For the past three decades he has made significant strides in piecing together some of the most disparate aspects of lupus — greatly advancing the molecular understanding of this disease for the entire lupus community.
With so many fundamental gaps in our understanding of lupus, Dr. Mountz’s current work aims high. He is looking to uncover a root cause of lupus with a major grant he received from the Lupus Research Alliance.
Dr. Mountz is pursuing an innovative research investigation that focuses on interferon-beta. He seeks to prove that it sets off a chain of events that triggers an inflammatory response and destructive mechanisms that can lead to advanced disease in patients.
Why interferon beta? It is the most potent of all 13 interferons, the class of protein molecules used to trigger the protective defenses of the immune system that help eradicate pathogens.
In his work, Dr. Mountz has found that patients with high levels of this molecule in the early development of B-cells are more likely to have higher levels of autoantibodies and kidney disease. He hopes his study of interferon-beta will explain how lupus develops and why some people are at greater risk for flares and kidney disease.
Another interesting fact about interferon-beta is that African-Americans with lupus have higher levels of it in their cells compared with Caucasians with lupus.
“If we can figure out why interferon-beta is produced, why it is high in lupus patients, and what it does to promote B-cell tolerance loss and autoantibody production — we are going to have major clues.
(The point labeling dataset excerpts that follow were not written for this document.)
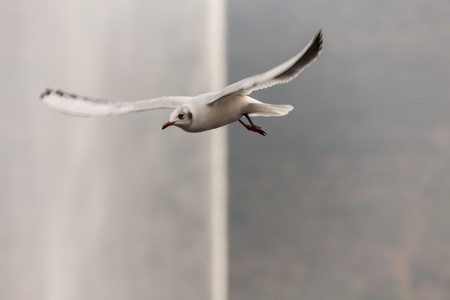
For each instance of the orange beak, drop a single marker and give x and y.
(167, 124)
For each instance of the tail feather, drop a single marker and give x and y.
(268, 110)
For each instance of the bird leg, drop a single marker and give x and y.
(252, 127)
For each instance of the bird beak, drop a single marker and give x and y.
(167, 124)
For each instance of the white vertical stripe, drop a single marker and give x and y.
(219, 237)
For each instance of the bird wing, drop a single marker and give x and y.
(283, 73)
(81, 106)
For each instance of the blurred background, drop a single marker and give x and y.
(347, 197)
(110, 208)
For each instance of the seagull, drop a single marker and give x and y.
(203, 112)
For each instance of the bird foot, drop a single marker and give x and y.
(252, 127)
(257, 129)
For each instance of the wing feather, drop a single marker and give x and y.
(82, 106)
(283, 73)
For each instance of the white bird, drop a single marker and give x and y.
(202, 112)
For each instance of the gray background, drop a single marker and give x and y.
(347, 197)
(109, 208)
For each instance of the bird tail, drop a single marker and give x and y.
(268, 110)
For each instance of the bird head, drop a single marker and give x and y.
(181, 117)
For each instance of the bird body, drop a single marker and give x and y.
(203, 112)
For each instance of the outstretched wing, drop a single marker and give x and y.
(283, 73)
(81, 106)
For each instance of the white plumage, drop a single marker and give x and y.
(202, 112)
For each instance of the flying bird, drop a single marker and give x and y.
(202, 112)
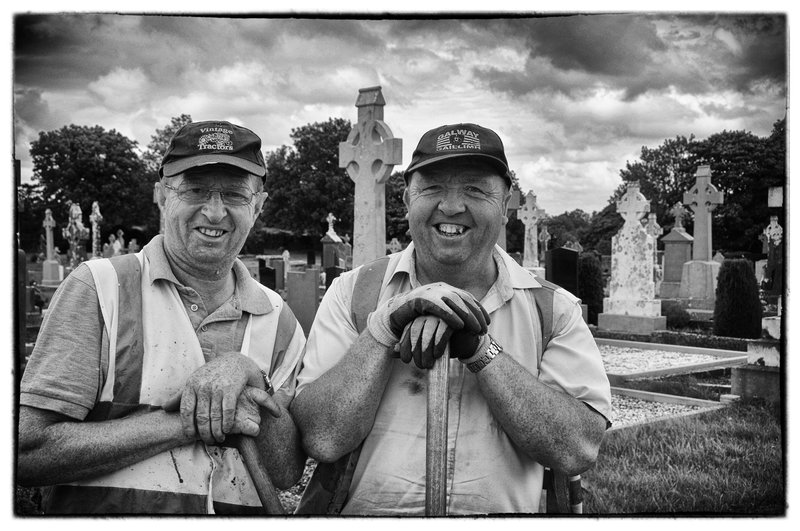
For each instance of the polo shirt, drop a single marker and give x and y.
(487, 473)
And, of course, if it is interferon-beta, well, the solution is obvious — block it,” Dr. Mountz said with authoritative zest.
Going back to an earlier point, if interferon-beta is expressed in the early development of the B-cells, it does two things. “There are B-cells that produce interferon beta and B-cells that respond to interferon beta,” said Dr. Mountz. “So the ones that produce it probably produce it both for themselves and for other B-cells in the environment. But interferon-beta also has an effect on itself, due to the interferon signaling pathway in the DNA of the B-cell.”
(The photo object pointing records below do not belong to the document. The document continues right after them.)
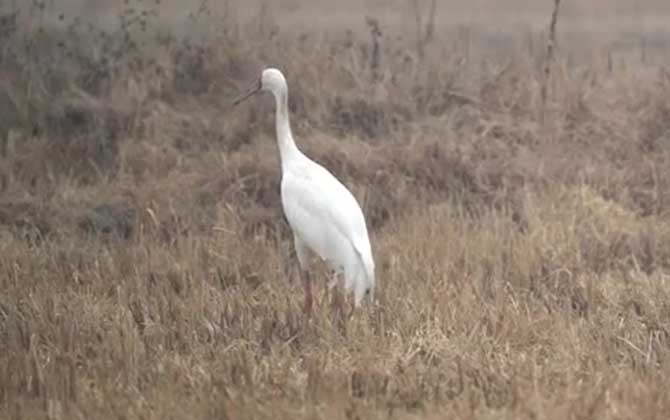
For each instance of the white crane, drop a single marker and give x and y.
(323, 214)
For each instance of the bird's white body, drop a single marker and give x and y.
(326, 218)
(323, 214)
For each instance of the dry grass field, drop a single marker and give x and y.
(522, 249)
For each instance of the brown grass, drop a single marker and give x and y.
(146, 270)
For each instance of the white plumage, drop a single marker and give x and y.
(323, 214)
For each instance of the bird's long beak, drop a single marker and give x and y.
(253, 89)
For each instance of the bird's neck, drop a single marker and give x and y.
(287, 147)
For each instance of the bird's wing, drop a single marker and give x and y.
(318, 193)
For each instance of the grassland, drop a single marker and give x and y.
(146, 271)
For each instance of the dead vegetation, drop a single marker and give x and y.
(146, 268)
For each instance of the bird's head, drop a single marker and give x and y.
(270, 80)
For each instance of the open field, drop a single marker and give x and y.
(522, 250)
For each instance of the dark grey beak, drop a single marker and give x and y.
(253, 89)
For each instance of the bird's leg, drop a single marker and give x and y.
(307, 283)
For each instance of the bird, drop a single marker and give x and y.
(324, 216)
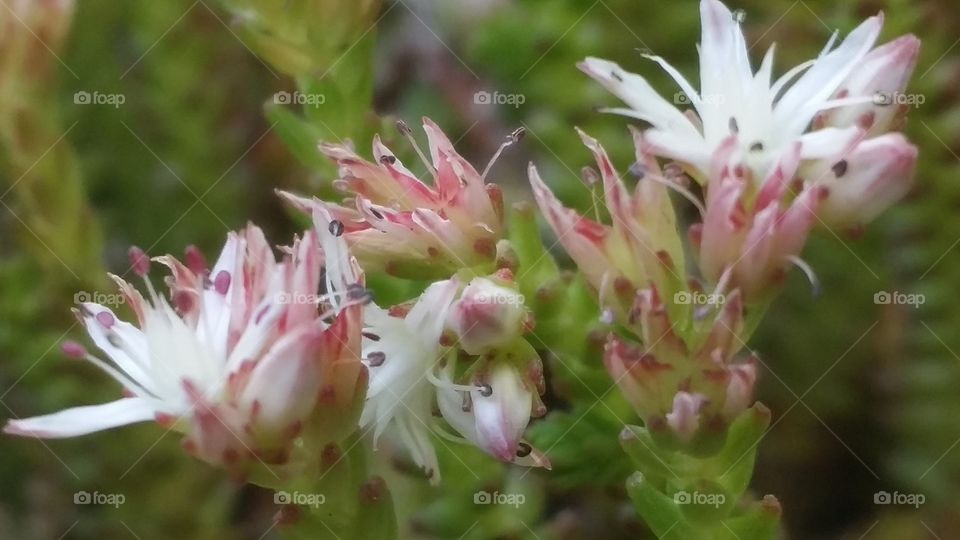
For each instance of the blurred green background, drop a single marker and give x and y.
(866, 397)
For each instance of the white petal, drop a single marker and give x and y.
(637, 93)
(805, 97)
(83, 420)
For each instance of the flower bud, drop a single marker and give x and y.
(881, 77)
(865, 181)
(489, 314)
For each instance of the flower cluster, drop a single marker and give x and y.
(398, 224)
(262, 362)
(227, 358)
(259, 370)
(774, 159)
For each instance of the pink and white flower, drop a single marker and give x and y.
(766, 117)
(682, 381)
(641, 245)
(489, 314)
(238, 358)
(412, 368)
(396, 223)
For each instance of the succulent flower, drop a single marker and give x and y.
(412, 367)
(396, 223)
(493, 412)
(239, 358)
(766, 117)
(490, 313)
(680, 381)
(641, 244)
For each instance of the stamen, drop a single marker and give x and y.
(808, 270)
(139, 261)
(686, 193)
(638, 170)
(376, 358)
(106, 319)
(840, 168)
(195, 260)
(512, 139)
(221, 283)
(74, 350)
(440, 383)
(405, 130)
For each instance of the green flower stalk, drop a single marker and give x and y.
(40, 169)
(327, 47)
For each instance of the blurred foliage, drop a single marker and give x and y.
(863, 396)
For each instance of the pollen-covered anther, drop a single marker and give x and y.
(73, 350)
(139, 261)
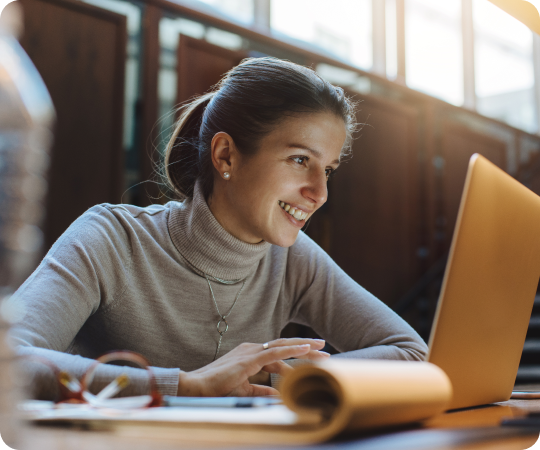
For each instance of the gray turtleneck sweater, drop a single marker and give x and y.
(124, 277)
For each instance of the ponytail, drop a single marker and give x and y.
(184, 157)
(247, 104)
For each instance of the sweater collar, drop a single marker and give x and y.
(205, 244)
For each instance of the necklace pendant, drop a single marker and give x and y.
(219, 327)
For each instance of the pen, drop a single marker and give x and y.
(220, 402)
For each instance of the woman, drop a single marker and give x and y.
(197, 287)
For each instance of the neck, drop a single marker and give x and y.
(223, 211)
(207, 245)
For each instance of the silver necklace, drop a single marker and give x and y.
(222, 325)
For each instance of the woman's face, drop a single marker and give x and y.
(288, 172)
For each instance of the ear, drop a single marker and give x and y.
(224, 153)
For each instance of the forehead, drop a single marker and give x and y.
(323, 132)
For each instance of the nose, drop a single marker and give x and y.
(316, 189)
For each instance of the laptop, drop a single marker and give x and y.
(489, 286)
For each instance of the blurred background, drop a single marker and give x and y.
(437, 80)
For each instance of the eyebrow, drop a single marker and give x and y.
(316, 153)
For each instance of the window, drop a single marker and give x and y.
(340, 29)
(434, 49)
(504, 72)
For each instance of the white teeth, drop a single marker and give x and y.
(298, 214)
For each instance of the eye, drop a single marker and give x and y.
(300, 159)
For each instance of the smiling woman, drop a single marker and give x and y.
(202, 287)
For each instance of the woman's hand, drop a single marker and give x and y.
(228, 376)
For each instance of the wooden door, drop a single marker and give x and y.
(80, 51)
(374, 202)
(201, 65)
(458, 144)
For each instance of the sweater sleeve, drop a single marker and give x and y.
(338, 309)
(84, 271)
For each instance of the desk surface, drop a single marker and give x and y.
(465, 429)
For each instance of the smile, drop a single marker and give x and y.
(296, 213)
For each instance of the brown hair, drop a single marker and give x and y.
(247, 103)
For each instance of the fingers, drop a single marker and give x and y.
(256, 390)
(315, 344)
(279, 367)
(274, 354)
(315, 355)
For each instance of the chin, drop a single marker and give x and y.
(284, 240)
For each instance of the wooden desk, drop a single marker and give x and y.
(471, 429)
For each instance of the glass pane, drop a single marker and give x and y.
(342, 30)
(236, 10)
(391, 39)
(503, 67)
(433, 48)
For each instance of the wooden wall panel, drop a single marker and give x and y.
(80, 52)
(201, 65)
(374, 202)
(458, 144)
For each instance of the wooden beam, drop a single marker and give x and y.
(401, 76)
(148, 154)
(379, 37)
(469, 85)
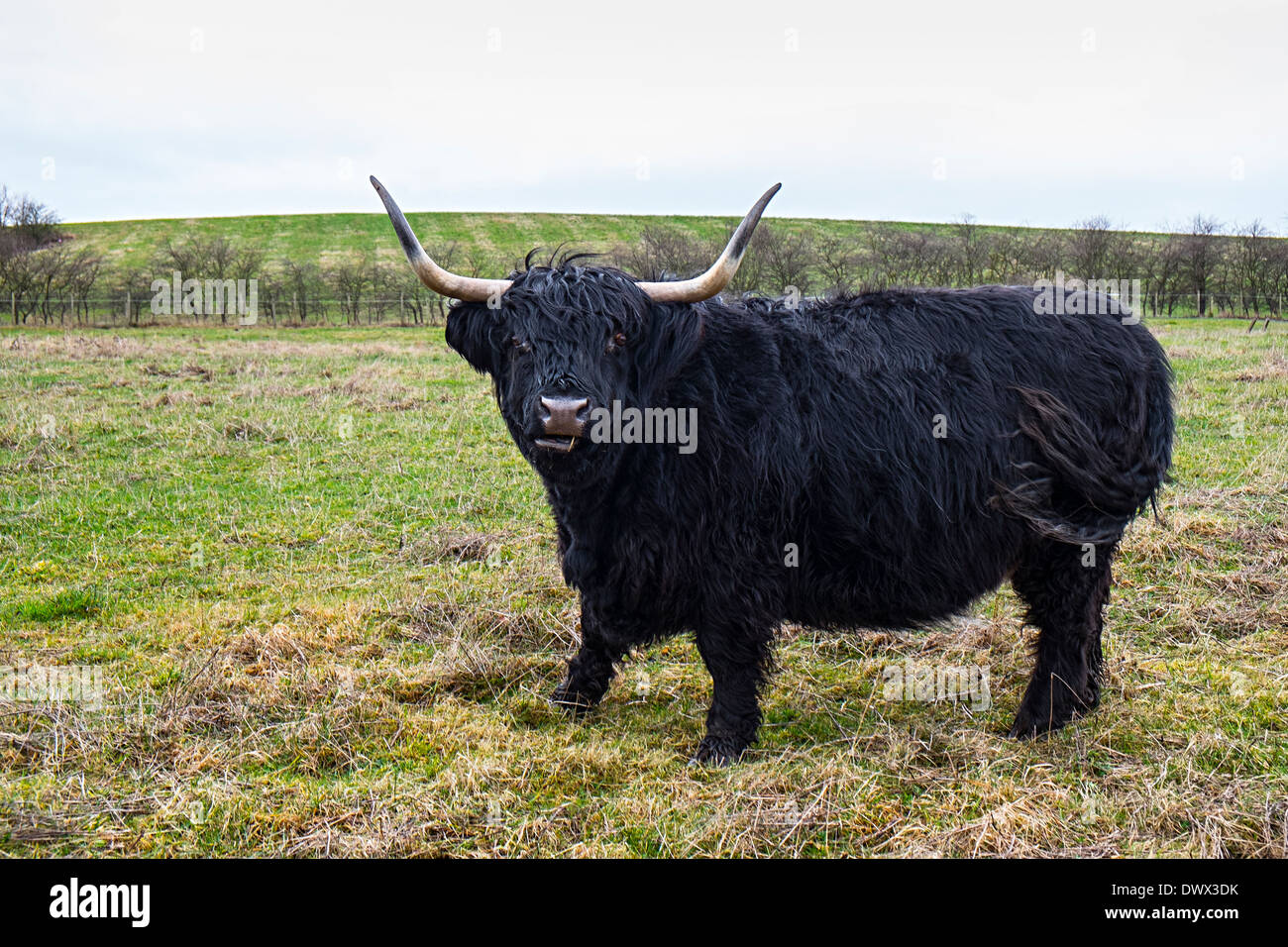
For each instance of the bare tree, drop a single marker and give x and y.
(1201, 257)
In this scenario, if a patient produces a B-cell or a group of B-cells that have a lot of interferon, the trajectory of those B-cells is changed forever. Because it imprints on the chromatin, those B-cells are more susceptible to interferon. The chromatin is a complex of macromolecules found in cells, consisting of DNA, protein, and RNA.
“Inhibiting interferon-beta at the right time and with the right people might inhibit disease progression and even induce tolerance,” he continued. “The patient might not have to receive the therapy forever — just long enough to cause tolerance, to re-stabilize or normalize their immune system that went off track.”
The Lupus Research Alliance is eager to see the outcome of this investigation. If Dr. Mountz is correct in his assumption, doctors may finally have the ability to keep lupus at bay for a large percentage of people who have the disease.